Anlatamamanın Etrafında Dolaşırken

Kelimelerin çoğu zaman kifayetsiz kaldığı bir çağda yaşıyoruz. Duyguların ağırlığı arttıkça, dilin gücü azalıyor. İnsan, içinde taşıdığı o tarifsiz şeyi anlatmakla susmak arasında sıkışıp kalıyor. Benim için bu blog tam da o aralığın, o sessizliğin kıyısında bir deneme.

Ağlasam sesimi duyar mısınız,
Mısralarımda;
Dokunabilir misiniz,
Gözyaşlarıma, ellerinizle?


Bir yer var, biliyorum;
Her şeyi söylemek mümkün;
Epeyce yaklaşmışım, duyuyorum;
Anlatamıyorum.
— Orhan Veli Kanık


Orhan Veli’nin bu dizeleriyle ilk karşılaştığımda, bir şiir okumadım sanki — bir duygunun beden bulmuş hâlini gördüm. O satırlar, yıllar boyunca içimde sakladığım ama ifade edemediğim bir haleti ruhiye gibi yer etti bende. Yazma fikri işte orada filizlendi.

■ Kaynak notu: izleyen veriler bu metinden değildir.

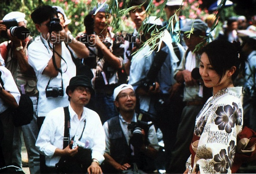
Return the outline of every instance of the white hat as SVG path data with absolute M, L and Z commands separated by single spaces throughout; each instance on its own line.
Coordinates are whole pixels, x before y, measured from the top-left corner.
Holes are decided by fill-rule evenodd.
M 115 88 L 115 89 L 114 90 L 114 93 L 113 94 L 114 100 L 116 100 L 116 97 L 117 96 L 117 95 L 118 95 L 118 94 L 121 91 L 123 90 L 126 90 L 127 89 L 131 89 L 133 91 L 134 91 L 134 89 L 133 89 L 133 87 L 132 87 L 132 86 L 130 84 L 122 84 L 120 86 L 118 86 L 116 88 Z
M 168 6 L 182 5 L 182 0 L 168 0 L 166 3 L 166 5 Z
M 64 19 L 65 19 L 65 25 L 67 25 L 71 22 L 71 20 L 70 19 L 68 19 L 68 18 L 67 17 L 67 16 L 66 16 L 66 14 L 65 13 L 64 10 L 63 8 L 60 6 L 57 6 L 57 5 L 53 5 L 52 6 L 52 7 L 55 8 L 57 12 L 60 13 L 63 15 L 63 16 L 64 16 Z
M 25 21 L 26 15 L 23 13 L 19 12 L 12 12 L 4 16 L 3 20 L 10 20 L 10 19 L 16 19 L 17 22 Z
M 162 25 L 163 23 L 162 22 L 160 18 L 157 19 L 157 16 L 149 16 L 145 20 L 146 24 L 150 24 L 157 25 Z

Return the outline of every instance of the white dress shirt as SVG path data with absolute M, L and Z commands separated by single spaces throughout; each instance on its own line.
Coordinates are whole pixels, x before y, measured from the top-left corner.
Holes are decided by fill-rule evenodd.
M 5 90 L 10 91 L 10 94 L 14 97 L 16 102 L 19 104 L 20 94 L 12 78 L 11 72 L 3 66 L 0 66 L 0 71 L 2 73 L 1 78 L 4 83 L 3 87 L 4 88 Z M 0 85 L 1 86 L 1 85 Z M 0 98 L 0 113 L 3 112 L 9 106 L 4 102 L 2 99 Z
M 46 116 L 50 111 L 58 107 L 68 105 L 69 102 L 68 96 L 65 92 L 66 88 L 68 85 L 69 80 L 76 75 L 76 66 L 72 60 L 69 51 L 66 47 L 64 42 L 61 43 L 61 56 L 66 61 L 61 60 L 61 69 L 62 71 L 62 79 L 63 81 L 64 96 L 56 98 L 48 97 L 45 95 L 45 88 L 50 77 L 42 74 L 45 68 L 48 65 L 48 63 L 52 58 L 52 51 L 47 43 L 43 38 L 38 36 L 28 48 L 29 63 L 33 67 L 37 78 L 37 87 L 39 92 L 38 103 L 37 107 L 38 116 Z M 50 46 L 52 47 L 52 44 Z M 61 76 L 59 72 L 58 75 L 52 78 L 49 86 L 61 86 Z
M 92 110 L 84 107 L 82 117 L 79 120 L 70 104 L 68 109 L 70 115 L 70 139 L 76 133 L 82 134 L 84 120 L 86 120 L 80 141 L 85 143 L 86 140 L 90 140 L 92 159 L 95 158 L 101 163 L 104 159 L 105 134 L 99 115 Z M 46 156 L 45 164 L 48 167 L 55 167 L 60 159 L 60 157 L 54 154 L 56 148 L 63 149 L 64 120 L 63 107 L 58 107 L 50 111 L 45 118 L 35 143 L 36 147 Z

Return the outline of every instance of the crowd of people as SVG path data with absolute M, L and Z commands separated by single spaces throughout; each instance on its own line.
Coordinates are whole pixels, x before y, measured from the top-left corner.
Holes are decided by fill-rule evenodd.
M 167 19 L 182 2 L 167 1 Z M 126 38 L 108 27 L 106 4 L 75 37 L 59 6 L 0 20 L 0 168 L 22 168 L 22 133 L 31 174 L 234 171 L 237 135 L 244 126 L 256 131 L 256 16 L 251 26 L 229 18 L 217 36 L 214 15 L 172 27 L 146 13 L 148 3 L 130 1 L 135 28 Z M 29 17 L 34 38 L 6 24 L 26 28 Z M 160 33 L 158 47 L 143 44 Z M 16 127 L 22 94 L 33 118 Z

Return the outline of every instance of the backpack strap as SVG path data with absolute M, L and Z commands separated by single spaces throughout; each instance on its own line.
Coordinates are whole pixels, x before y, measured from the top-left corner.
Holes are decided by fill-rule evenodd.
M 68 106 L 64 107 L 65 124 L 64 125 L 64 137 L 63 137 L 63 149 L 68 145 L 69 142 L 69 130 L 70 128 L 70 116 Z
M 181 58 L 182 58 L 180 56 L 180 48 L 179 48 L 178 45 L 177 44 L 176 42 L 172 42 L 172 44 L 173 45 L 173 51 L 174 51 L 174 52 L 175 53 L 176 56 L 177 56 L 177 58 L 178 58 L 180 60 L 179 61 L 179 63 L 181 61 Z

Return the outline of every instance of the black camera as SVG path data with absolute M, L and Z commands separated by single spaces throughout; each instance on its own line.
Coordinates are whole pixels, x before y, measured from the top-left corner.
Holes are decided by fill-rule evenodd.
M 137 122 L 132 122 L 128 125 L 127 128 L 132 132 L 130 143 L 134 148 L 140 149 L 143 145 L 144 142 L 142 130 L 143 129 L 147 135 L 149 127 L 153 124 L 151 123 L 149 124 L 147 122 L 138 120 Z
M 59 96 L 63 96 L 64 95 L 63 89 L 61 87 L 58 86 L 53 86 L 52 87 L 46 87 L 45 89 L 45 95 L 46 97 L 58 97 Z
M 10 29 L 11 35 L 13 36 L 16 36 L 20 40 L 24 40 L 30 34 L 29 29 L 23 26 L 18 27 L 18 23 L 15 19 L 3 20 L 2 24 L 6 25 L 7 28 Z M 2 31 L 1 36 L 3 37 L 8 39 L 7 32 Z
M 49 23 L 49 32 L 53 31 L 59 31 L 62 30 L 62 26 L 60 24 L 60 19 L 57 17 L 51 17 Z

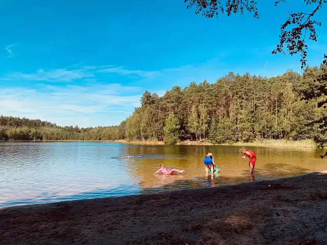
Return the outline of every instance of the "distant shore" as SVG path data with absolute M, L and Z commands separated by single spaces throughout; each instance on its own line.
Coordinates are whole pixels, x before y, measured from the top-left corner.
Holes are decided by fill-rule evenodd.
M 2 244 L 319 244 L 327 172 L 0 209 Z M 316 244 L 316 243 L 312 243 Z
M 10 140 L 9 142 L 11 141 Z M 165 144 L 164 141 L 158 140 L 13 140 L 13 141 L 26 141 L 26 142 L 110 142 L 123 143 L 127 144 L 140 144 L 149 145 L 157 145 Z M 6 141 L 8 142 L 8 141 Z M 180 141 L 176 144 L 177 145 L 236 145 L 244 146 L 278 146 L 278 147 L 297 147 L 305 148 L 316 148 L 317 145 L 312 140 L 287 140 L 285 139 L 268 139 L 258 140 L 249 142 L 231 142 L 224 144 L 213 144 L 207 141 L 185 140 Z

Bu blog, 43 yıllık ömrüme sığdırabildiklerimin; anlatmayı becerebildiklerim ve suskun kalmayı tercih ettiklerimin bir toplamı olacak.
Bazen geçmişin sessiz sokaklarında dolaşacağım, bazen bir taş plağın cızırtısında çocukluğumu arayacağım.
Ama her seferinde aynı şeyi arayacağım: Bir duygunun izini.


Kimileri gözyaşlarını mısralara saklar, kimileri hayatını satırlara sığdırır.
Ben, bir duyguyu başka bir duyguya ekleyerek anlatmayı deneyeceğim.
Çünkü anlatamamakla başlayan her şey, belki de en samimi anlatıdır.